Hafta Sonunun İlk günü:
 
Uykuyla cebelleşiyorum. Gözlerim yarı açık yarı kapalı bir halde pencereye bakakalmış. Hava puslu. Galiba yağmur yağacak.
“Hatırladım!” diye bağırdım.
Biz arkadaşlar her hafta sonu birinin evinde toplanırdık. Bugün sıra bendeydi.
Hadi bakalım dağınık çocuk kalkma vakti. Bugün bir ton iş var.
Hemen mutfağa gideyim kahvaltı hazırlayayım kendime. Buzdolabını açtım. Annemin gönderdiği mis gibi tereyağı buzdolabının ikinci rafındaydı.  Sırasıyla domates, salatalık ve kaşar peyniri çıkardım. Yumurtaları unutmuşum. Hemen buzdolabını tekrardan açıp yumurtaları kırılmaları için tezgâha getirdim. Yumurtayı tereyağlı severim. Kızaran tereyağının içine löp diye iki yumurtayı kırdım. Biraz da pul biber. Yeme de yanında yat!

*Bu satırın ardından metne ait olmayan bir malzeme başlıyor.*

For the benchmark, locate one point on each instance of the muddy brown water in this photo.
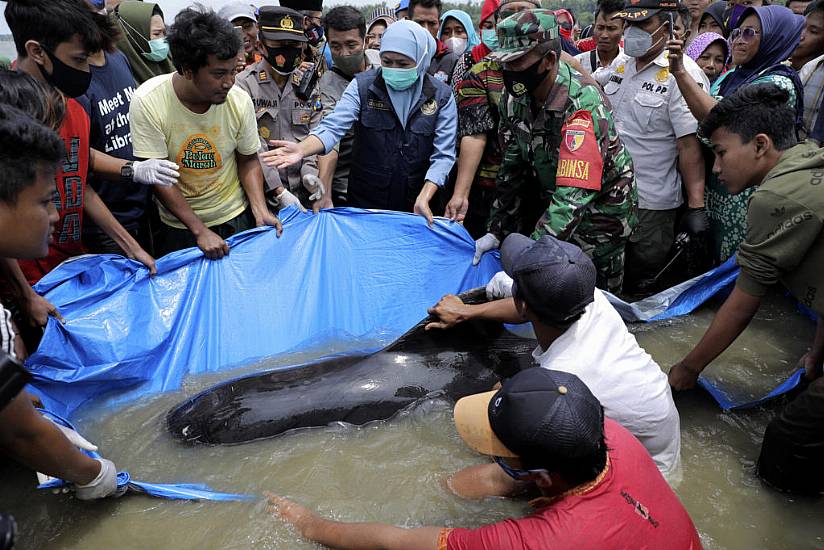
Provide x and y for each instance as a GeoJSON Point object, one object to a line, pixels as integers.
{"type": "Point", "coordinates": [393, 471]}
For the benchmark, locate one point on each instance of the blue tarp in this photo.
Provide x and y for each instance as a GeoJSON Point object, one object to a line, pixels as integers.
{"type": "Point", "coordinates": [169, 491]}
{"type": "Point", "coordinates": [685, 298]}
{"type": "Point", "coordinates": [340, 275]}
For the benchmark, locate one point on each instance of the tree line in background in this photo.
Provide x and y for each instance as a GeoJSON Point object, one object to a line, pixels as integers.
{"type": "Point", "coordinates": [582, 9]}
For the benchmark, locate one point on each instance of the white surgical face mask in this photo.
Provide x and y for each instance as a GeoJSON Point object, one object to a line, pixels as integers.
{"type": "Point", "coordinates": [637, 41]}
{"type": "Point", "coordinates": [455, 45]}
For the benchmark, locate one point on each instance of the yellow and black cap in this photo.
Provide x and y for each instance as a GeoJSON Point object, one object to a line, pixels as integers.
{"type": "Point", "coordinates": [641, 10]}
{"type": "Point", "coordinates": [278, 23]}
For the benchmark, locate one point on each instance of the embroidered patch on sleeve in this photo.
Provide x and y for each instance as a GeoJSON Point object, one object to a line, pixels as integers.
{"type": "Point", "coordinates": [579, 163]}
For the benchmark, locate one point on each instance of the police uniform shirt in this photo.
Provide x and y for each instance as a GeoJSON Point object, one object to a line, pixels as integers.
{"type": "Point", "coordinates": [281, 115]}
{"type": "Point", "coordinates": [650, 115]}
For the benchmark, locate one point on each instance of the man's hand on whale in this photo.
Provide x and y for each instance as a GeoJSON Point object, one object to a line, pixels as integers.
{"type": "Point", "coordinates": [450, 311]}
{"type": "Point", "coordinates": [341, 535]}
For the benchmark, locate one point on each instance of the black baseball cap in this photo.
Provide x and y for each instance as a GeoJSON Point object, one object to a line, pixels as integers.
{"type": "Point", "coordinates": [555, 278]}
{"type": "Point", "coordinates": [641, 10]}
{"type": "Point", "coordinates": [538, 414]}
{"type": "Point", "coordinates": [277, 23]}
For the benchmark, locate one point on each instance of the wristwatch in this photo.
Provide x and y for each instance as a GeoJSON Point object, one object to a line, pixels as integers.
{"type": "Point", "coordinates": [126, 171]}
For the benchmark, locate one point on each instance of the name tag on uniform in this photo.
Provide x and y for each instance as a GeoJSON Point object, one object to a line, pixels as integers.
{"type": "Point", "coordinates": [376, 104]}
{"type": "Point", "coordinates": [430, 107]}
{"type": "Point", "coordinates": [580, 163]}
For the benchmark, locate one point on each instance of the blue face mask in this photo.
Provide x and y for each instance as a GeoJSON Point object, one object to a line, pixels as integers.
{"type": "Point", "coordinates": [159, 50]}
{"type": "Point", "coordinates": [402, 79]}
{"type": "Point", "coordinates": [490, 38]}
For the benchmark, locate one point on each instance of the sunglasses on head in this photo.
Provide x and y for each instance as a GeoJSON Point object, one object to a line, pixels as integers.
{"type": "Point", "coordinates": [746, 34]}
{"type": "Point", "coordinates": [516, 473]}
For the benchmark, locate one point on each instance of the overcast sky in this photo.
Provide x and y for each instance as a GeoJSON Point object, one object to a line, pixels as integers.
{"type": "Point", "coordinates": [171, 7]}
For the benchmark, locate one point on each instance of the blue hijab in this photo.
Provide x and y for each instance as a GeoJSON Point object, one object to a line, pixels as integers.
{"type": "Point", "coordinates": [464, 19]}
{"type": "Point", "coordinates": [409, 39]}
{"type": "Point", "coordinates": [780, 34]}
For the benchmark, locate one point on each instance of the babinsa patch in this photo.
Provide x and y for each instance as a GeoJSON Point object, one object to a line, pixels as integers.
{"type": "Point", "coordinates": [579, 163]}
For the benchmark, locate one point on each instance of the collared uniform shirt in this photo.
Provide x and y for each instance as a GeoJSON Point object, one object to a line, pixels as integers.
{"type": "Point", "coordinates": [651, 115]}
{"type": "Point", "coordinates": [281, 115]}
{"type": "Point", "coordinates": [332, 86]}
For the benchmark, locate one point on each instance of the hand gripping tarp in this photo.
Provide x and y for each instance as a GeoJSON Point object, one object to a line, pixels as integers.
{"type": "Point", "coordinates": [170, 491]}
{"type": "Point", "coordinates": [685, 298]}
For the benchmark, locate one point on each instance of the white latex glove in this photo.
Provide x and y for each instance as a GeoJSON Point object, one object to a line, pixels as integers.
{"type": "Point", "coordinates": [314, 185]}
{"type": "Point", "coordinates": [286, 198]}
{"type": "Point", "coordinates": [484, 244]}
{"type": "Point", "coordinates": [104, 485]}
{"type": "Point", "coordinates": [499, 287]}
{"type": "Point", "coordinates": [155, 172]}
{"type": "Point", "coordinates": [76, 439]}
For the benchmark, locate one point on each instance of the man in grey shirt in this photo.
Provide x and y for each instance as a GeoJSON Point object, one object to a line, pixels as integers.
{"type": "Point", "coordinates": [345, 30]}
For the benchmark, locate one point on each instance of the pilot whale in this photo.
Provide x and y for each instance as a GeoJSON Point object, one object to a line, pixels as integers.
{"type": "Point", "coordinates": [466, 359]}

Bir güzel leziz mi leziz kahvaltımı yaptım.
 
Aynı günün Öğlen Vakti
Paldır küldür 400 TL ‘ye aldığım deri ceketi üstüme giydim. Gıcırından 400 TL saydım. Arkadaşlarım bana görgüsüz der ben de onlara siz gibi tiyatro yapmıyorum diye cevap veririm. Doğalım yavrummm doğal !!!
 Allahtan araba ayağımın altında Yoksa 1 saat yürümeyi çekemem. Arabaya bindim. Bir Demet Akalın şarkısı çalıyor.
Hoppa tempo tempo …
Kalbime kurdum mahkeme 
Yargıladım seni her gece 
Hafifletici bir bahane bulamadım 
Dıps dıps …
Demet Akalın ‘ı çok severim. Benim için çok başkadır. Hele o atarlı şarkıları yok mu o atarlı şarkıları.

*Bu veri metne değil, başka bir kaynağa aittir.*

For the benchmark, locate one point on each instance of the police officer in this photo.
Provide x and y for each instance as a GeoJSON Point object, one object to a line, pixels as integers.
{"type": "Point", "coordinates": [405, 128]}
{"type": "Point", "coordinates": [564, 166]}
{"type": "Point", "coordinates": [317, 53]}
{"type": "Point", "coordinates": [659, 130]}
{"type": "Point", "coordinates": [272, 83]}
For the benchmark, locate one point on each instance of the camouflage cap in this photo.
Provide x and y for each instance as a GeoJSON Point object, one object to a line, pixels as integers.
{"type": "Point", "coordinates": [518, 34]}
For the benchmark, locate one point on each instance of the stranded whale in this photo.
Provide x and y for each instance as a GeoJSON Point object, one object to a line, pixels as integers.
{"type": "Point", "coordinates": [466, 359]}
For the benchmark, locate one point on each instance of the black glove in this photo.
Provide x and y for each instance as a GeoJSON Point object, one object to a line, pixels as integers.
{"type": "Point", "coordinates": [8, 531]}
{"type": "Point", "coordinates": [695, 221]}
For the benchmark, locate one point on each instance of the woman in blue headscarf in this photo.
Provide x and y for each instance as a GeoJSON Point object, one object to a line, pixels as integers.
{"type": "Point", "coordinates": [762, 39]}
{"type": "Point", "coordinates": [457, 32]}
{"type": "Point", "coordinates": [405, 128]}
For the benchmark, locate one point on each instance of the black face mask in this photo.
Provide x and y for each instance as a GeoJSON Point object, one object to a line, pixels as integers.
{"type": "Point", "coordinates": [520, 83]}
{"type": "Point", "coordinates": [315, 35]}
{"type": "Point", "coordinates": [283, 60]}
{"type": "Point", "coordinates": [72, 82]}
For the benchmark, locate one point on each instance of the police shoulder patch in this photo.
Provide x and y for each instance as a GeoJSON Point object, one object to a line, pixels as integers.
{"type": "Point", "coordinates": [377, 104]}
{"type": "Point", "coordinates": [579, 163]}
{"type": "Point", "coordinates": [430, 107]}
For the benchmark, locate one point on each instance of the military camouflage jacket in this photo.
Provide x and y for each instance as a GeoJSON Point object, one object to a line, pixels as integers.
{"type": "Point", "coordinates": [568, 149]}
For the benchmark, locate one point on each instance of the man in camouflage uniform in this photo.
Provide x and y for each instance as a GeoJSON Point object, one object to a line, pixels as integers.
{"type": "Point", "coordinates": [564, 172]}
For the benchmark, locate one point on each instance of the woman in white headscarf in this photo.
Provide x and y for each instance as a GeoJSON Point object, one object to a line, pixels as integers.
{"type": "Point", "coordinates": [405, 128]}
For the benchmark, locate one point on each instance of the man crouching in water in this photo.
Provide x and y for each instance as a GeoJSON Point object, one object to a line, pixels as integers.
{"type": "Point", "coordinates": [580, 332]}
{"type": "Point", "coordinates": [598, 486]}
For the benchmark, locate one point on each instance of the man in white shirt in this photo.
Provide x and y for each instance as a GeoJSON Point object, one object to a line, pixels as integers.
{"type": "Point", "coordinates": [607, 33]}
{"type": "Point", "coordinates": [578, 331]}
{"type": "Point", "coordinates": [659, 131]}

Bu sefer kendini yakalattın ‘ derken radyodan bir cızırtı sesi kulağımı tırmaladı. Birden bir yaratık önümden geçiverdi sanki.

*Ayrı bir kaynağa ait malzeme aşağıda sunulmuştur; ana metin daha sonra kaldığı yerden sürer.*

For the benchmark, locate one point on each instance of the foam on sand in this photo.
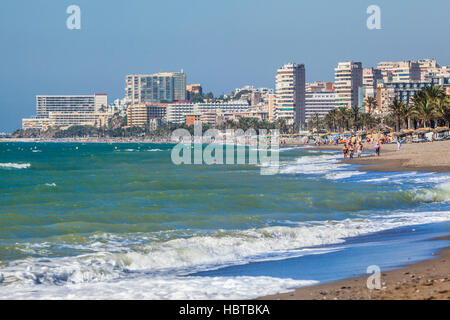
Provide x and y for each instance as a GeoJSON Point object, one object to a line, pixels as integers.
{"type": "Point", "coordinates": [15, 165]}
{"type": "Point", "coordinates": [172, 263]}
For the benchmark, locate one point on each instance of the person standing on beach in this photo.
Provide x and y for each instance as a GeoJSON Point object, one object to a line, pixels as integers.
{"type": "Point", "coordinates": [377, 149]}
{"type": "Point", "coordinates": [399, 144]}
{"type": "Point", "coordinates": [359, 149]}
{"type": "Point", "coordinates": [345, 151]}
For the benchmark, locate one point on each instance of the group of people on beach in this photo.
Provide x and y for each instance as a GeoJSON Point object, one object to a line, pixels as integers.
{"type": "Point", "coordinates": [350, 148]}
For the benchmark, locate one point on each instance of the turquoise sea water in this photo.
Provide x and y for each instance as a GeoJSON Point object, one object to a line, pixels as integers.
{"type": "Point", "coordinates": [120, 220]}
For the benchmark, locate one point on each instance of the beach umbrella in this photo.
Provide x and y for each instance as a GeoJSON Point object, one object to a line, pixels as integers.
{"type": "Point", "coordinates": [422, 130]}
{"type": "Point", "coordinates": [441, 129]}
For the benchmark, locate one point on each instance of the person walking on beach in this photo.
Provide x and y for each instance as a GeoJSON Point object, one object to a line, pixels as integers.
{"type": "Point", "coordinates": [351, 151]}
{"type": "Point", "coordinates": [377, 149]}
{"type": "Point", "coordinates": [359, 149]}
{"type": "Point", "coordinates": [399, 144]}
{"type": "Point", "coordinates": [345, 151]}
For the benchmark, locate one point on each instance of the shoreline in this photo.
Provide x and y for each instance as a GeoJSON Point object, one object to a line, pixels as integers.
{"type": "Point", "coordinates": [426, 156]}
{"type": "Point", "coordinates": [424, 280]}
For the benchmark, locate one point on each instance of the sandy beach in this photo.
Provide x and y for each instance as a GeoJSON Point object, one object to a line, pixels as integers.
{"type": "Point", "coordinates": [429, 279]}
{"type": "Point", "coordinates": [428, 156]}
{"type": "Point", "coordinates": [425, 280]}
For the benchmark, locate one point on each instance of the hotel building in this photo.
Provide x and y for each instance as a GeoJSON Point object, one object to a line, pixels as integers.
{"type": "Point", "coordinates": [69, 103]}
{"type": "Point", "coordinates": [68, 110]}
{"type": "Point", "coordinates": [320, 103]}
{"type": "Point", "coordinates": [290, 93]}
{"type": "Point", "coordinates": [401, 91]}
{"type": "Point", "coordinates": [319, 86]}
{"type": "Point", "coordinates": [176, 112]}
{"type": "Point", "coordinates": [400, 71]}
{"type": "Point", "coordinates": [348, 80]}
{"type": "Point", "coordinates": [141, 115]}
{"type": "Point", "coordinates": [164, 87]}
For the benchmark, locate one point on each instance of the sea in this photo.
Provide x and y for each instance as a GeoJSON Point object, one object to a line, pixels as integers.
{"type": "Point", "coordinates": [122, 221]}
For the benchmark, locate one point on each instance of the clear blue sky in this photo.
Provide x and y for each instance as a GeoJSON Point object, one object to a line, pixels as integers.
{"type": "Point", "coordinates": [220, 44]}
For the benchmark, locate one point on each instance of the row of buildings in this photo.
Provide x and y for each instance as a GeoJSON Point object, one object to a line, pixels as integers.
{"type": "Point", "coordinates": [153, 99]}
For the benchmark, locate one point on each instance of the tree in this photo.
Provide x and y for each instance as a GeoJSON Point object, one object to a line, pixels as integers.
{"type": "Point", "coordinates": [354, 113]}
{"type": "Point", "coordinates": [370, 104]}
{"type": "Point", "coordinates": [442, 110]}
{"type": "Point", "coordinates": [396, 109]}
{"type": "Point", "coordinates": [425, 110]}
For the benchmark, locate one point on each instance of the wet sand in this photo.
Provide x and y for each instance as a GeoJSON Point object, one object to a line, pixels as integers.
{"type": "Point", "coordinates": [429, 279]}
{"type": "Point", "coordinates": [425, 280]}
{"type": "Point", "coordinates": [427, 156]}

Aman Karan hayal görüyorsun. Soğuk başına vurmuş olmalı. Yarattığın Allah’ın Siran Kasabası’nda ne işi var?
Derken markete ulaştım Ne alacaktım? Liste hazırlamıştım Bir yerlerde olmalı. Ha işte burada
Hemen karnıyarık, şekerpare, soğan salatası (bugün baya kokacağız ) nın ana malzemelerini alayım. Nihayet alışveriş bitti.  Kasiyer kız da pek tatlıymış. Çıkarken ona bir göz kırpmayı ihmal etmedim.
Eve vardım en sonunda.
Saat 16.00        
4 saatim var. Hemen bir duş sonra işe koyulma zamanı.
Mutfakta yemek yaparken şarkı dinlemek en sevdiğim şey.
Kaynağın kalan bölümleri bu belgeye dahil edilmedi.